LG Berlin – Berliner Mietendeckel: Auch das Berliner Landgericht hält den beschlossenen Mietendeckel wegen fehlender Gesetzgebungskompetenz des Landes Berlin für verfassungswidrig. Nun soll das Bundesverfassungsgericht im Wege einer konkreten Normenkontrolle angerufen werden, wie u.a. FAZ (Hendrik Wieduwilt/Julia Löhr) und zeit.de melden.
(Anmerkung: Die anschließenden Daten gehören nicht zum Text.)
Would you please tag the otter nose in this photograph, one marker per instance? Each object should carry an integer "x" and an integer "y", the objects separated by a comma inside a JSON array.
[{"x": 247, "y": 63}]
BVerfG zu Suizidhilfe: Im FAZ-Einspruch kritisiert der Philosophieprofessor Franziskus von Heereman das Urteil des Bundesverfassungsgerichts zur Suizidhilfe, in dem dieses das Verbot der geschäftsmäßigen Förderung der Selbsttötung für verfassungswidrig erklärt hatte. Aus den durch das Urteil geschaffenen Möglichkeiten zur Suizidhilfe ergäben sich "Folgen, die der Staat nicht verantworten kann und deshalb, wie von der Legislative gewollt, zu verhindern gehabt hätte". So werde die Menschenwürde unterminiert und die Beendigung der Freiheit des Anderen für gut befunden. Es werde der "Kultur des unbedingten Lebensrechtes der Boden entzogen".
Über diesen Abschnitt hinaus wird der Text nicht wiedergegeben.